ASSOCIATION BETWEEN GRAVES DISEASE AND MYASTHENIA GRAVIS: TWO CASE REPORTS

Case Presentation: Case 1:A 55 year-old woman with a history of myasthenia gravis presented to with symptoms of double vision. She was also complaining of palpitations, weight loss, sweating, and insomnia. She was diagnosed with myasthenic flare, and she was treated with prednisone. The patient continued to have symptoms, so she was referred to an endocrinologist.
Exam showed symmetric enlargement of the thyroid gland, a fine tremor, mild exophthalmos and lid retraction.
Labs showed TSH 0.02, fT3 5.2, fT4 2.2, and TRAb was positive. The patient was started on Methimazole. On follow up, the patient was doing better and thyroid function test were back within normal ranges.

Case 2:
A 56-year-old woman with history of Graves hyperthyroidism with thyroid ablation presented with new symptoms of ptosis and diplopia. She also had dysphasia and multiple episodes of choking on food. She went and saw a neurologist who suspected myasthenia gravis. Lab works showed positive anti–acetylcholine receptor antibody, and a CT scan of the chest revealed a thymoma. After the patient underwent resection of the benign tumor, her myasthenic symptoms improved significantly and she did not require further treatment.

Discussion: Myasthenia gravis is an autoimmune neuromuscular disease where the immune system forms autoantibodies against post-synaptic acetylcholine receptors of the NMJ. Myasthenia gravis is characterized by skeletal muscle weakness that worsens with activity. Patients typically present with ocular and bulbar symptoms, proximal limb weakness, or some combination of these symptoms. Isolated neck, respiratory, or distal limb weaknesses are rarer manifestations. Additionally, 10-12 % of AChR antibody associated cases are found to have thymoma. Treatment includes acetylcholinesterase inhibitors, immunosuppression, IVIG, and thymectomy.

Graves’ disease is an autoimmune disorder in which antibodies target the thyrotropin receptor, resulting in overproduction of thyroid hormone and hyperplasia of the thyroid gland. Common manifestations include weight loss, heat intolerance, anxiety, tremor, diarrhea, and palpitations. Graves’ disease can be treated with antithyroid medications, radioiodine ablation, or surgery.

Though these two conditions are not often seen together, myasthenia gravis is present in 0.2% of patients with Graves’ disease, and conversely Graves’ disease is present in 5-10% of patients with myasthenia gravis. The presentation of these disorders is very similar. Muscle weakness, diplopia, and weight loss are common in both diseases. However, the presentation of myasthenia gravis generally lacks diarrhea, heat intolerance, and anxiety. If they are present it warrants a workup for hyperthyroidism in a patient with myasthenia gravis. Similarly dysarthria and respiratory muscle weakness, are symptoms that are not typically seen in hyperthyroidism. The presence of these symptoms warrant a workup for myasthenia gravis in a patients with Graves’ disease.
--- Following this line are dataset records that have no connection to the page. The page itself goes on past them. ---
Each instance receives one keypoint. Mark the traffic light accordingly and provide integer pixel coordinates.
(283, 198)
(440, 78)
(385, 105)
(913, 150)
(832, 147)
Conclusions: The co-presentation of myasthenia gravis and Graves’ disease can make the diagnosis of one or the other more difficult. These cases are presented in order to highlight that the presentation of one of these conditions in a patient can obscure the diagnosis of the other condition. If the diagnosis of these conditions is delayed, it can increase the morbidity to the patient.